While the two best decks are very powerful and might be the best way to use the most powerful cards, there are two interesting ways to innovate. Either you can try to strike the metagame with a Mardu Vehicles deck that takes advantage of the Revolutionary Rebuff in U/W I’m advocating by playing more Vehicles, while at the same time hitting a G/B Delirium that is trying to go slower for the mirror match. The other way to brew for the situation is basically to just brew a new deck! I don’t believe that everything is solved in this Standard format and there are other powerful cards that don’t have their perfect home yet.
Here’s a brew that takes advantage of one these cards, Nahiri, the Harbinger.
This list is yet to be tuned, but the power is overflowing. The general idea is a delirium deck that tries to diminish its weaknessess and get ahead in the mirror. Had problems with planeswalkers? This has Anguished Unmaking and “5” Goblin Dark-Dwellers to bring it back. Need help dealing with multiple creatures? This has Radiant Flames and “5” Fumigates ready for you! Need to draw an Ishkanah, Grafwidow versus U/W Flash? Why not play “6” of them and 3 Traverse the Ulvenwald to get them? Aetherworks Marvel? You have blue mana for counterspells!

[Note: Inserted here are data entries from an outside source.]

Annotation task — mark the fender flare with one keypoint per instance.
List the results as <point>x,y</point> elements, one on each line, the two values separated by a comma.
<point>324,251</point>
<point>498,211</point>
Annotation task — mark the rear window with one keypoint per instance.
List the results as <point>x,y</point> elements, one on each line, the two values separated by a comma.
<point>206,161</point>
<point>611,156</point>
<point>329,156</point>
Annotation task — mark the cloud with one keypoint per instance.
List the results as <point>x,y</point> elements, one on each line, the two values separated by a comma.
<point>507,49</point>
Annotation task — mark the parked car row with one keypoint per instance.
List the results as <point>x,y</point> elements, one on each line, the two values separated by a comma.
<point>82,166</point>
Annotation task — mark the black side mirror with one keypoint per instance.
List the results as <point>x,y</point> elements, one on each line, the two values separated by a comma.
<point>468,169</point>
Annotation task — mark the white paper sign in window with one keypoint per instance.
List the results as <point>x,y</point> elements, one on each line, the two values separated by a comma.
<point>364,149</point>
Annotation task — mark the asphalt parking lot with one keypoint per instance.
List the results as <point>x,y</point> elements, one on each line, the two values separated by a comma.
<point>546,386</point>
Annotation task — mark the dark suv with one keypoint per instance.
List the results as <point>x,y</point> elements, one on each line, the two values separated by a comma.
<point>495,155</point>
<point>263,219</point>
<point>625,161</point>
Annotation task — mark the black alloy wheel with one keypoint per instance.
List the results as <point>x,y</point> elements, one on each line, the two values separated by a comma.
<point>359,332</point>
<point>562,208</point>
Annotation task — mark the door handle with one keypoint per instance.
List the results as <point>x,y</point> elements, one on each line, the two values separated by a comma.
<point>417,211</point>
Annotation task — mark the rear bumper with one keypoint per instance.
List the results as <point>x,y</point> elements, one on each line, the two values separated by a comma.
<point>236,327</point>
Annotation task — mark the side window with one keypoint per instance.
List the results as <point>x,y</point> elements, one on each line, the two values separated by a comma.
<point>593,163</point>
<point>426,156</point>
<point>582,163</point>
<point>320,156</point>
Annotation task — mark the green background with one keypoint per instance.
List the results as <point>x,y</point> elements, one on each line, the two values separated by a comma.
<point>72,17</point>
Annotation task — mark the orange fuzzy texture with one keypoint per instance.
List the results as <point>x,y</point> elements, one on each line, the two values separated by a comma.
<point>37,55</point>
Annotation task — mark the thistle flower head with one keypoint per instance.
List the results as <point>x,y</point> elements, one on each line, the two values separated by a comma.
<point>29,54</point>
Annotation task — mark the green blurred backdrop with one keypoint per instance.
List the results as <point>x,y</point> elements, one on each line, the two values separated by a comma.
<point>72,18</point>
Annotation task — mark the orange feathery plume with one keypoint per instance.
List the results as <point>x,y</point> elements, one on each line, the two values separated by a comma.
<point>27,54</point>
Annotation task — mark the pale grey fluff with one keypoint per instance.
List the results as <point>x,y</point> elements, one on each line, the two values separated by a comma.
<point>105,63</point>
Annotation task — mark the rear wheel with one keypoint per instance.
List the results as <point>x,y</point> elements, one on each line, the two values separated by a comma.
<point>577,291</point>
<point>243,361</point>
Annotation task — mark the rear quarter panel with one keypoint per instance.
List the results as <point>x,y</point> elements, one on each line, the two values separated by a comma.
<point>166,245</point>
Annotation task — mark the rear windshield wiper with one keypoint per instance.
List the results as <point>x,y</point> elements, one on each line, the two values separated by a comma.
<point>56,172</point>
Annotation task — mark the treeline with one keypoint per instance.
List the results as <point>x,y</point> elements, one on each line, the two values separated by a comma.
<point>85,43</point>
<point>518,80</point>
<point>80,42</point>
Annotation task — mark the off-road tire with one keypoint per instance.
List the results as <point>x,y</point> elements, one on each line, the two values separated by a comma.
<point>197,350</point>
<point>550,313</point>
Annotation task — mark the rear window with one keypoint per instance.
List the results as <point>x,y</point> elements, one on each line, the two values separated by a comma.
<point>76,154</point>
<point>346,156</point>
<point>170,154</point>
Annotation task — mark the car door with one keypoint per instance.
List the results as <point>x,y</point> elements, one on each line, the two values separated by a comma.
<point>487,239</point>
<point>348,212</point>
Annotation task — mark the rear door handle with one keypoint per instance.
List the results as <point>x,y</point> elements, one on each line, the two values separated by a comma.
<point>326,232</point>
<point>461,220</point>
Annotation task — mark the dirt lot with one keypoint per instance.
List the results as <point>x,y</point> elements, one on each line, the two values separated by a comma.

As much as greed is good, the mana base isn’t as good as G/B Delirium’s, but it isn’t as bad as it looks between cards like Traverse the Ulvenwald, Attune with Aether, Servant of the Conduit, Grapple with the Past, and Pilgrim’s Eye. Losing Liliana, the Last Hope is unfortunate, but if there’s something that’s even better than Liliana, the Last Hope in the delirium mirror match, it’s Nahiri, the Harbinger. Gideon, Ally of Zendikar is already quite good versus G/B Delirium, but is beateble with Ishkanah, Grafwidow to buy enough time to then win with Emrakul, the Promised End. Nahiri, the Harbinger, however, can’t be blocked in the same way Gideon, Ally of Zendikar can, and will spell doom quickly for a G/B Delirium opponent.
What are you preparing to do in this new dominant metagame?